Key Laboratory of Network Oriented Intelligent Computation, Harbin Institute of Technology Shenzhen Graduate School, Shenzhen, 518055, China.
Pharmacy Department, Shenzhen Second People's Hospital, First Affiliated Hospital of Shenzhen University, Shenzhen, 518035, China.
BMC Med Inform Decis Mak. 2017 Jul 5;17(Suppl 2):67. doi: 10.1186/s12911-017-0468-7.
Entity recognition is one of the most primary steps for text analysis and has long attracted considerable attention from researchers. In the clinical domain, various types of entities, such as clinical entities and protected health information (PHI), widely exist in clinical texts. Recognizing these entities has become a hot topic in clinical natural language processing (NLP), and a large number of traditional machine learning methods, such as support vector machine and conditional random field, have been deployed to recognize entities from clinical texts in the past few years. In recent years, recurrent neural network (RNN), one of deep learning methods that has shown great potential on many problems including named entity recognition, also has been gradually used for entity recognition from clinical texts.
In this paper, we comprehensively investigate the performance of LSTM (long-short term memory), a representative variant of RNN, on clinical entity recognition and protected health information recognition. The LSTM model consists of three layers: input layer - generates representation of each word of a sentence; LSTM layer - outputs another word representation sequence that captures the context information of each word in this sentence; Inference layer - makes tagging decisions according to the output of LSTM layer, that is, outputting a label sequence.
Experiments conducted on corpora of the 2010, 2012 and 2014 i2b2 NLP challenges show that LSTM achieves highest micro-average F1-scores of 85.81% on the 2010 i2b2 medical concept extraction, 92.29% on the 2012 i2b2 clinical event detection, and 94.37% on the 2014 i2b2 de-identification, which is considerably competitive with other state-of-the-art systems.

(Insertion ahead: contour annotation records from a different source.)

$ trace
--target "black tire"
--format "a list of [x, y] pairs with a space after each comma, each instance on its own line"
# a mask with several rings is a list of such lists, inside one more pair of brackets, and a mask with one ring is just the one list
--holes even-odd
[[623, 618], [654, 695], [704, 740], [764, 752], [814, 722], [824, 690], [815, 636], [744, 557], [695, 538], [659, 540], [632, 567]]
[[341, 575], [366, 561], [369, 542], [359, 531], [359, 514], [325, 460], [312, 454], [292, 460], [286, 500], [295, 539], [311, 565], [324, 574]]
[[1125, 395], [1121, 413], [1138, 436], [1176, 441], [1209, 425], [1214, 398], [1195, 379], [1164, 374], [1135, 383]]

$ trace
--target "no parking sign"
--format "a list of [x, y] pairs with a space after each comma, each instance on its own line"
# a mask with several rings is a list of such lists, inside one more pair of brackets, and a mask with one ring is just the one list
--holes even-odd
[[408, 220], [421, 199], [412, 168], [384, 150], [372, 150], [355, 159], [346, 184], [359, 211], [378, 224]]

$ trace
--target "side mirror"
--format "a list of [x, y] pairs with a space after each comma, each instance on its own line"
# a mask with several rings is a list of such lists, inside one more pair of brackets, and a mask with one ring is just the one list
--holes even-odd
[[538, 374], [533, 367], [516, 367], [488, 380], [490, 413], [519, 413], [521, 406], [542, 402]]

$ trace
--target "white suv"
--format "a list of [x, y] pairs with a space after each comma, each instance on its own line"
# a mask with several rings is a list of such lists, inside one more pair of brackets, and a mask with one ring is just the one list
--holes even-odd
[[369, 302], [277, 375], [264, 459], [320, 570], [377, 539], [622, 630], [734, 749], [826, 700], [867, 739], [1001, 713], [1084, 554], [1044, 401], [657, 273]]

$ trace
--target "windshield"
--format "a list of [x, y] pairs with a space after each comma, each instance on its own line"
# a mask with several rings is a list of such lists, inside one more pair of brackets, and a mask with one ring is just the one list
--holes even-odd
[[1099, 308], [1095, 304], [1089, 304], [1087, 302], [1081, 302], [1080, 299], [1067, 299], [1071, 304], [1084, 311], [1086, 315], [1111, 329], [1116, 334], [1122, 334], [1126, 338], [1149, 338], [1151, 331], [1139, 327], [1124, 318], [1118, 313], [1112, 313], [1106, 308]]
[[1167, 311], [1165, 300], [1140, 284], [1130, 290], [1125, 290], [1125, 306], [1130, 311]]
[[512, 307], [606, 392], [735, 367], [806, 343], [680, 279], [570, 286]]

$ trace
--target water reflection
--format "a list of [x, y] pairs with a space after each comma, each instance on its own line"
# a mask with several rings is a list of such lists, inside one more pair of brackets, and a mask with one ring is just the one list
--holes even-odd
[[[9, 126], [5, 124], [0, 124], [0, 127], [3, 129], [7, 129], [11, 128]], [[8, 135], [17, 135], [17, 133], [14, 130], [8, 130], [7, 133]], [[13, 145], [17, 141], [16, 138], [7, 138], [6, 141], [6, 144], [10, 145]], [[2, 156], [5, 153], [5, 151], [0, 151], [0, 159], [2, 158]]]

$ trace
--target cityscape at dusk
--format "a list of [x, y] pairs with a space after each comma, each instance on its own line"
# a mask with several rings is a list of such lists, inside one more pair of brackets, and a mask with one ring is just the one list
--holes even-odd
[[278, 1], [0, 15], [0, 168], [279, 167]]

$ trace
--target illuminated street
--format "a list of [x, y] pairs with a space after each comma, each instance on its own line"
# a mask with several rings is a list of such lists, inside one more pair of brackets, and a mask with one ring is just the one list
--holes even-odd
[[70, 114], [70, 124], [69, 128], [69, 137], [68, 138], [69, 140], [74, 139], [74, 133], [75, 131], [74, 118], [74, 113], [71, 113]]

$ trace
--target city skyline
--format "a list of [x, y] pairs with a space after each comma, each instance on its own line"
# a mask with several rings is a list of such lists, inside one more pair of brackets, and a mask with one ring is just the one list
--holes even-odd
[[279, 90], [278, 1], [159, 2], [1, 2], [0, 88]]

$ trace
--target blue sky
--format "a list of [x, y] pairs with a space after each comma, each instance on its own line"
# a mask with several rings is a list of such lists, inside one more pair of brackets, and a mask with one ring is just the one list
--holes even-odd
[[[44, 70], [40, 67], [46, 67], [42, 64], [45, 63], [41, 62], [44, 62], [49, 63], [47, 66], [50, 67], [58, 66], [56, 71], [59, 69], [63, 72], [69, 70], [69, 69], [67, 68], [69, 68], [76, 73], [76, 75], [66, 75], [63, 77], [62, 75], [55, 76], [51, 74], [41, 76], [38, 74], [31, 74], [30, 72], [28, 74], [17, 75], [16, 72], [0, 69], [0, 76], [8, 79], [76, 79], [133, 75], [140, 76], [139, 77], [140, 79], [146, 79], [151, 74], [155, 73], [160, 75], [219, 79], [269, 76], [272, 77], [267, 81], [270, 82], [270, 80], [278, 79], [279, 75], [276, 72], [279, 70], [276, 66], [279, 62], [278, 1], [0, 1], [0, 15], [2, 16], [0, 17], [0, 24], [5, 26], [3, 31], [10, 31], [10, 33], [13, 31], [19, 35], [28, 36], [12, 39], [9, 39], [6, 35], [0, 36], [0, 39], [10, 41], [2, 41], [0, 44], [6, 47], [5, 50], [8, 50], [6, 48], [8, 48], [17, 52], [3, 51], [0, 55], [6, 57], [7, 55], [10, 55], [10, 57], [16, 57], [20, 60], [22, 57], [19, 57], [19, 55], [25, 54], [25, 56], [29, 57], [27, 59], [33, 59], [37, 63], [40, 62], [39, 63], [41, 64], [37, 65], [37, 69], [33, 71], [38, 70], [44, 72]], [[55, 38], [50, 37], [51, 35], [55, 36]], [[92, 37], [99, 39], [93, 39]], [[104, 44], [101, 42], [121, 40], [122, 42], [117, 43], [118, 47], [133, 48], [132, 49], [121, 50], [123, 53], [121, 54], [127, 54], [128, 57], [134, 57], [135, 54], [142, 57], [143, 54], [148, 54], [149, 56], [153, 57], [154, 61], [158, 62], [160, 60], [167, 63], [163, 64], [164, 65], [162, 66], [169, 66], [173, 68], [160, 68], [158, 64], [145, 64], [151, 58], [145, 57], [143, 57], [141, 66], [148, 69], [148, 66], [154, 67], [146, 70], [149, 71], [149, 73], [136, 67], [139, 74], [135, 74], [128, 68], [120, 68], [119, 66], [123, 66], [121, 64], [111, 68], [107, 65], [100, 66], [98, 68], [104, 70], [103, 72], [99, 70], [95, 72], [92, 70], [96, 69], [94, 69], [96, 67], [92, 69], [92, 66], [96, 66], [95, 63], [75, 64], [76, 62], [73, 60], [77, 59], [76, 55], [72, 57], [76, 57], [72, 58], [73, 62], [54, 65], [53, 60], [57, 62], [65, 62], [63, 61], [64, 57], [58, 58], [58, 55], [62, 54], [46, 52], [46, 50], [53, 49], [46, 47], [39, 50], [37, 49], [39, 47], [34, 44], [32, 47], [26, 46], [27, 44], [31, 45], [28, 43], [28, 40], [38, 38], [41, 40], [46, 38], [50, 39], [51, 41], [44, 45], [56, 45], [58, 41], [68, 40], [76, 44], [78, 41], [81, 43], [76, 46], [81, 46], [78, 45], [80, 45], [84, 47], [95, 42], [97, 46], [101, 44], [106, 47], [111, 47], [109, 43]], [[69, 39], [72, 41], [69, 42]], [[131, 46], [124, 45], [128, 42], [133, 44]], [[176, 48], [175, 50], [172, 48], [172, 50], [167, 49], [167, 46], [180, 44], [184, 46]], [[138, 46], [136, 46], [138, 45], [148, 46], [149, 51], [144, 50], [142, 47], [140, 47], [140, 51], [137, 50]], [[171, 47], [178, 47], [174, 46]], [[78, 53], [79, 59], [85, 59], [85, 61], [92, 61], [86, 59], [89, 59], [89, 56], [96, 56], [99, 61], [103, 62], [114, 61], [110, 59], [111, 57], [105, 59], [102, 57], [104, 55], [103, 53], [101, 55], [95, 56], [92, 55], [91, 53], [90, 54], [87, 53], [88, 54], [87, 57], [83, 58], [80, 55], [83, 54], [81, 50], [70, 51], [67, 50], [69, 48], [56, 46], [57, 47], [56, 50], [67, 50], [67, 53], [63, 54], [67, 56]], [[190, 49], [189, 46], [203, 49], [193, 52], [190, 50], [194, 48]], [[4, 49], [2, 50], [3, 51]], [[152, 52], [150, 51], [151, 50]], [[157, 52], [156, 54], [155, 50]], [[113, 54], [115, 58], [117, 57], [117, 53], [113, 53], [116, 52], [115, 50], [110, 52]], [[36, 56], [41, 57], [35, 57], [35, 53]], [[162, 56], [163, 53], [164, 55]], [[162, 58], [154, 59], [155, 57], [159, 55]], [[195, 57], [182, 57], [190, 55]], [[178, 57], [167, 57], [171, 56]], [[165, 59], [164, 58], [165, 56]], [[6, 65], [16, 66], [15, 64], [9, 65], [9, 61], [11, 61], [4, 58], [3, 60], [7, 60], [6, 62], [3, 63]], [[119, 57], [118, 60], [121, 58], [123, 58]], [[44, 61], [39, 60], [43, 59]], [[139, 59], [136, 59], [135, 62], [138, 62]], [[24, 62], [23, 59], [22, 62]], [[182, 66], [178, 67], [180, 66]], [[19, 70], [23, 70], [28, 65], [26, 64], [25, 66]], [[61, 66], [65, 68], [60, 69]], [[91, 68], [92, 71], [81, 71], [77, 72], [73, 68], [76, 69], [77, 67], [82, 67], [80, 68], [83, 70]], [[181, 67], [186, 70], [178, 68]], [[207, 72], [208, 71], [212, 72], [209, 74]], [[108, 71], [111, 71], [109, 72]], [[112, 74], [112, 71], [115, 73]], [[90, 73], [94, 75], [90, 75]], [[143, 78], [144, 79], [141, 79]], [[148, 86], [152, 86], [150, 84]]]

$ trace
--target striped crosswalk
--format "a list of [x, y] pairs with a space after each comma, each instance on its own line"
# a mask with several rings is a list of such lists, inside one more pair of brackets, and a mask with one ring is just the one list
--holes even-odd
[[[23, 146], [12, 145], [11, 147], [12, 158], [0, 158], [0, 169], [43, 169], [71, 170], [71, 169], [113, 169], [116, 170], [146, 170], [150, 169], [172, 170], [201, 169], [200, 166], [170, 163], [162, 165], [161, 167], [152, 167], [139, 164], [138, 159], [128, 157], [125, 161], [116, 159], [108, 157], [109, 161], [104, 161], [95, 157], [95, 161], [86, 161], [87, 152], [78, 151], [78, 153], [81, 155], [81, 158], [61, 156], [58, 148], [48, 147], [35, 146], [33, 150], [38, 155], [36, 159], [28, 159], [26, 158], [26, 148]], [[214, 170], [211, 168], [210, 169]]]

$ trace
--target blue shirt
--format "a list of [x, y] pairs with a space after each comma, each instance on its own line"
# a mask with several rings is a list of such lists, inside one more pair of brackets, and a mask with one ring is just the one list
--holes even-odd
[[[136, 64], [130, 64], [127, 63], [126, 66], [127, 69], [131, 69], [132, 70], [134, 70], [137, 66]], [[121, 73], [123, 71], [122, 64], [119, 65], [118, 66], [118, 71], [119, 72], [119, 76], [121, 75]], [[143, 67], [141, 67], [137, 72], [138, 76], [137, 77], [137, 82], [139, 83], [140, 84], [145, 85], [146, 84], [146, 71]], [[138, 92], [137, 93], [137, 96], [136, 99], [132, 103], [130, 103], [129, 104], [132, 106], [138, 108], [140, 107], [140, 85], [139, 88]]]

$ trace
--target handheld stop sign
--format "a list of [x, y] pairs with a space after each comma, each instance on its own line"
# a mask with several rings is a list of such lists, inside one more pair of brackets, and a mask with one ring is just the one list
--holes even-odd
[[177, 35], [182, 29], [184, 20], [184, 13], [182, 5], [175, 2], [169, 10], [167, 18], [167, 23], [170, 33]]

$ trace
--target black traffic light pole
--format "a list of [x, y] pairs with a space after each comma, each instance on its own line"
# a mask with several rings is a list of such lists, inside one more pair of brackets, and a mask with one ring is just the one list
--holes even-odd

LSTM that requires no hand-crafted feature has great potential on entity recognition from clinical texts. It outperforms traditional machine learning methods that suffer from fussy feature engineering. A possible future direction is how to integrate knowledge bases widely existing in the clinical domain into LSTM, which is a case of our future work. Moreover, how to use LSTM to recognize entities in specific formats is also another possible future direction.
实体识别是文本分析中最基本的步骤之一,长期以来一直受到研究人员的关注。在临床领域,各种类型的实体,如临床实体和受保护的健康信息(PHI),广泛存在于临床文本中。识别这些实体已成为临床自然语言处理(NLP)中的一个热门话题,近年来,已经有许多传统的机器学习方法,如支持向量机和条件随机场,被用于从临床文本中识别实体。近年来,深度学习方法中的一种——递归神经网络(RNN),在命名实体识别等问题上表现出了巨大的潜力,也逐渐被用于从临床文本中识别实体。
在本文中,我们全面研究了 LSTM(长短时记忆)作为 RNN 的一个代表变体在临床实体识别和保护健康信息识别方面的性能。LSTM 模型由三个层组成:输入层-生成句子中每个单词的表示;LSTM 层-输出另一个单词表示序列,捕获该句子中每个单词的上下文信息;推断层-根据 LSTM 层的输出做出标记决策,即输出标签序列。
在 2010、2012 和 2014 年 i2b2 NLP 挑战赛的语料库上进行的实验表明,LSTM 在 2010 年 i2b2 医学概念提取中获得了 85.81%的微平均 F1 分数,在 2012 年 i2b2 临床事件检测中获得了 92.29%的微平均 F1 分数,在 2014 年 i2b2 去识别中获得了 94.37%的微平均 F1 分数,这与其他最先进的系统相当具有竞争力。
不需要手工制作特征的 LSTM 在从临床文本中识别实体方面具有很大的潜力。它优于传统的机器学习方法,这些方法在特征工程方面存在繁琐的问题。一个可能的未来方向是如何将临床领域广泛存在的知识库集成到 LSTM 中,这是我们未来工作的一个方面。此外,如何使用 LSTM 识别特定格式的实体也是另一个可能的未来方向。